Large Strain Requirements for Shear Induced Crystallization of Isotactic Polypropylene

Strain effects on the crystallization of a series of isotactic polypropylenes ($i$PP), with various molecular weights, were studied using rheology, light transmission, birefringence, differential scanning calorimetry, and wide-angle X-ray diffraction. Transmitted light intensity measurements demonstrate that the effect of pre-shear on crystallization rate keeps increasing up to very larger strain levels, much beyond strains that are required to reach steady shear flow (at given \textit{We}). Crystal orientation sets in at a total strain of about \textit{$\gamma $}$_{0}=$600 or higher. WAXD and DSC analyses corroborated the light transmission results. The samples were pre-sheared and then crystallized at constant temperature.

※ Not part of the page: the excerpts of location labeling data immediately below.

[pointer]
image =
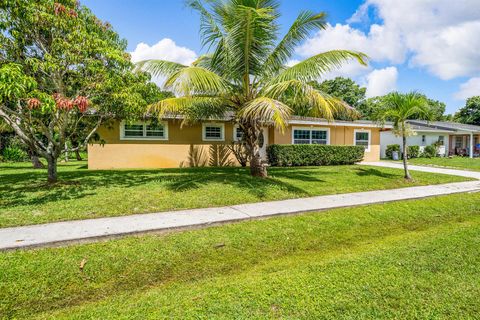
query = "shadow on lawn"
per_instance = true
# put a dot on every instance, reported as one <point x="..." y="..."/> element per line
<point x="28" y="187"/>
<point x="374" y="172"/>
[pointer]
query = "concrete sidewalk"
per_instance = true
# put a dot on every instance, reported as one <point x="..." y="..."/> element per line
<point x="60" y="232"/>
<point x="399" y="165"/>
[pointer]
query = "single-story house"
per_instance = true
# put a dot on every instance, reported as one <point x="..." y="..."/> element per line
<point x="166" y="144"/>
<point x="451" y="137"/>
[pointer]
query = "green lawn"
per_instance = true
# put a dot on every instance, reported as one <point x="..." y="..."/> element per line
<point x="412" y="259"/>
<point x="455" y="162"/>
<point x="26" y="199"/>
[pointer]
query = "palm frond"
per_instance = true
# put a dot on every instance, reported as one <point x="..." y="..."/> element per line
<point x="191" y="108"/>
<point x="266" y="110"/>
<point x="159" y="67"/>
<point x="320" y="64"/>
<point x="305" y="23"/>
<point x="196" y="81"/>
<point x="309" y="101"/>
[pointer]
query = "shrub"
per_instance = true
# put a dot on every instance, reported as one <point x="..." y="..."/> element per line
<point x="430" y="151"/>
<point x="413" y="152"/>
<point x="313" y="155"/>
<point x="14" y="154"/>
<point x="391" y="148"/>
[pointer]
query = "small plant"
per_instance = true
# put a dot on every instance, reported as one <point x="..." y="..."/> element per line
<point x="390" y="149"/>
<point x="413" y="152"/>
<point x="430" y="151"/>
<point x="313" y="155"/>
<point x="14" y="154"/>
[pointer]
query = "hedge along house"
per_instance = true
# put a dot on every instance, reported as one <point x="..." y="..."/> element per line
<point x="168" y="144"/>
<point x="451" y="138"/>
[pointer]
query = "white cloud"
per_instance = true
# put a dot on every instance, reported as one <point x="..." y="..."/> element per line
<point x="345" y="37"/>
<point x="165" y="49"/>
<point x="469" y="89"/>
<point x="381" y="81"/>
<point x="438" y="35"/>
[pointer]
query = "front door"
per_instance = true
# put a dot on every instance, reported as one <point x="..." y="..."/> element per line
<point x="263" y="143"/>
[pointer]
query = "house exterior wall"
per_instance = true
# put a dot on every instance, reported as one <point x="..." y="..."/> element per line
<point x="388" y="138"/>
<point x="339" y="135"/>
<point x="185" y="146"/>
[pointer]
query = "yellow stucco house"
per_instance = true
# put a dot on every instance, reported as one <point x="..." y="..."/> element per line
<point x="168" y="145"/>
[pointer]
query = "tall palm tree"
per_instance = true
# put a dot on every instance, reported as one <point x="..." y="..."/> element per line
<point x="398" y="108"/>
<point x="245" y="72"/>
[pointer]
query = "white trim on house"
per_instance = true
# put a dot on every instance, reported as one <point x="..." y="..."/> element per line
<point x="213" y="124"/>
<point x="311" y="128"/>
<point x="144" y="137"/>
<point x="234" y="138"/>
<point x="340" y="124"/>
<point x="355" y="131"/>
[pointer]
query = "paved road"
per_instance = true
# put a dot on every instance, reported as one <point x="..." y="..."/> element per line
<point x="63" y="232"/>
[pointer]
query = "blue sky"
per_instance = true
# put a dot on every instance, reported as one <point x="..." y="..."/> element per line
<point x="399" y="54"/>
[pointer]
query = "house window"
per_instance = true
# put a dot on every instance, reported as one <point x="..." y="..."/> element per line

Total shear strains \textit{$\gamma $}$_{0}$=200 to 1000 were applied to the $i$PP samples at the beginning of a crystallization experiment, after the samples had reached the crystallization temperature of 145$^{o}$C (under-cooled state). A constant Weissenberg number \textit{We}=1 (\textit{We}, defined as the product of shear rate and a relaxation time) was maintained throughout the study. \textit{We}=1 corresponds to the onset of shear thinning in steady shear. Deborah number values were low, \textit{De}$<<$1, indicating that steady shear flow had been reached in all pre-shearing runs.